The Church of St. James the Apostle rises along the access road to the castle of Geraci Siculo; the factory, very austere in its external stone face, has a single-nave layout, with two deep side chapels; it can be traced back to the 15th century, although in 1984 heavy reworking altered its spatial configuration, with the abolition of the roofing vaults and the covering of the walls with stone blocks.
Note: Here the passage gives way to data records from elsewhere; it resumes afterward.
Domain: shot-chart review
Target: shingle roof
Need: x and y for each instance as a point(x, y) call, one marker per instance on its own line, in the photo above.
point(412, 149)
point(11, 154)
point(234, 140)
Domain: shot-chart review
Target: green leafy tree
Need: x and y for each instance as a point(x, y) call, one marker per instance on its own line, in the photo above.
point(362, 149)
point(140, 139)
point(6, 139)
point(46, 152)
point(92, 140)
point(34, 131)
Among the artistic evidence still in situ, a piece of fresco from the second half of the 15th century depicting St. Philip of Agira remains at the entrance to the Chapel of St. James. The saint, known as the “spirits hunter”, whose cult was conveyed to Sicily by the ancient Basilian monasteries, è depicted in the act of blessing, wearing a red-colored pre-Tridentine chasuble and pallium, and bearing in his left hand his proper iconographic attributes, namely ropes for binding demons; the figure, almost in a frontal position, stands out against a background divided into panels of green and black, containing the inscription St. Ph(ilipp)u d’Archir(ò) and bordered above by a band of geometric tracery.
In the same chapel è is kept the wooden simulacrum of the titular saint of the church, whose shape è was clearly deduced from the marble statue contained in the’ancona of the church of St. Bartholomew, also in Geraci; the sculpture, subjected over time to various repaintings, dates back to the mid-16th century.
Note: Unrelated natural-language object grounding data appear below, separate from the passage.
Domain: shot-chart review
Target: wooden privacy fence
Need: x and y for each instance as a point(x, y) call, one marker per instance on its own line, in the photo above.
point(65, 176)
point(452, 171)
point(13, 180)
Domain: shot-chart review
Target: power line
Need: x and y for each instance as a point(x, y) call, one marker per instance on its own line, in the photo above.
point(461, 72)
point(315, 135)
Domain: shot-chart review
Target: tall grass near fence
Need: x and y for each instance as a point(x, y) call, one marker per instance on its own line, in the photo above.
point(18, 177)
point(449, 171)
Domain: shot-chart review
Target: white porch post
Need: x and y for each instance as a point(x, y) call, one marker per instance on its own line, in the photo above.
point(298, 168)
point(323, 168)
The large altarpiece on the main altar, depicting the Immaculate Conception with Saints Francis, James the Apostle, Clare and John the Evangelist at her feet, should also be mentioned, which, as can be deduced from the signature, è was painted in 1657 by the painter Giuseppe Tomasi da Tortorici.
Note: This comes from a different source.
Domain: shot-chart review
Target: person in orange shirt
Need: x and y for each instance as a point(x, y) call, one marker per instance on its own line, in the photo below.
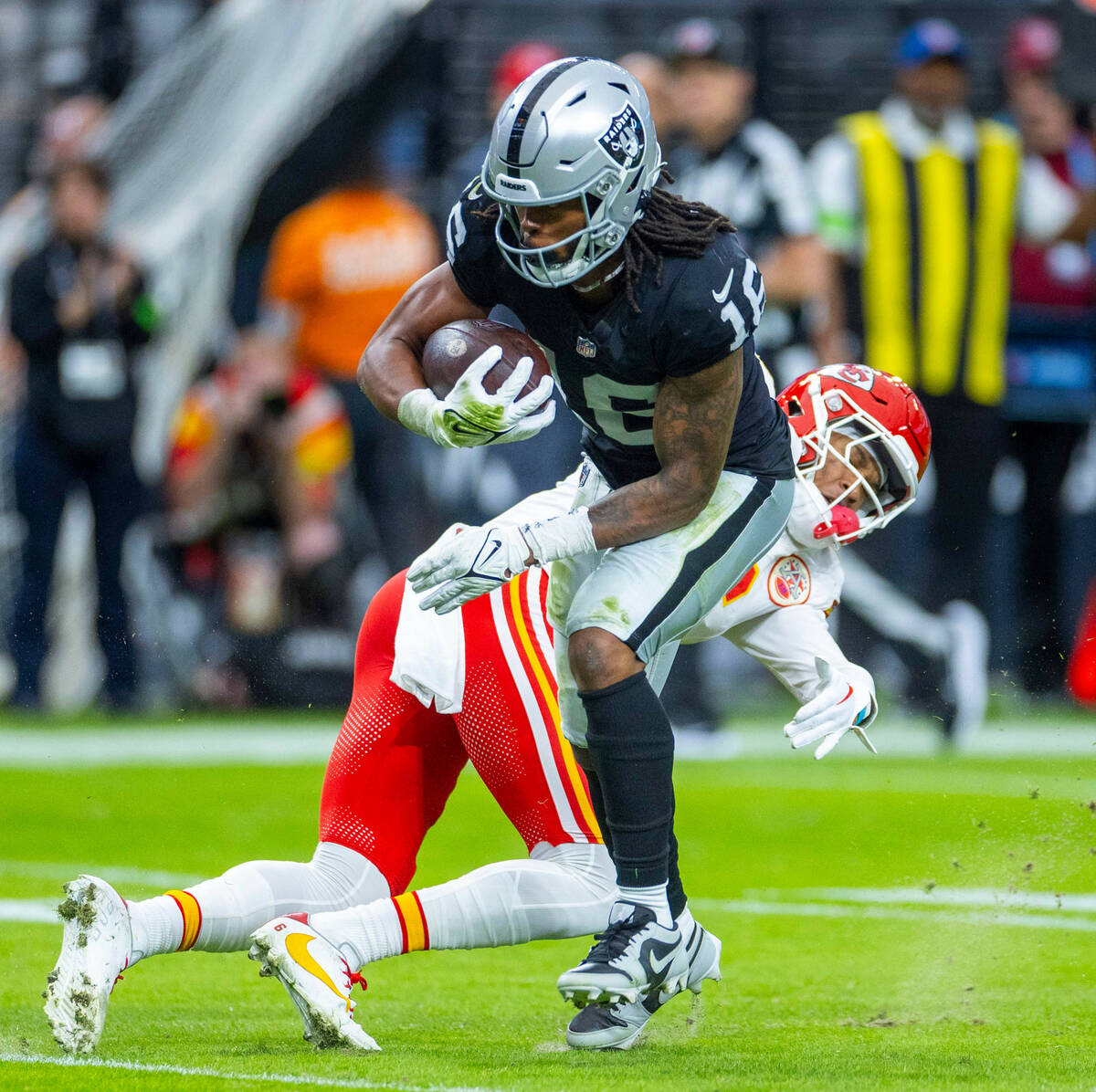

To the late Gothic culture belongs the valuable wooden crucifix found near the castle and now also kept in the church; the work, referable to a Sicilian-Valenetian sculptor, è can be dated to the midà of the 15th century and shows an elongated silhouette, slightly bent to the left, with a flowing pleated skirt loincloth, from which the face is detached, which instead reveals a serene expression, closer to humanistic sensibility.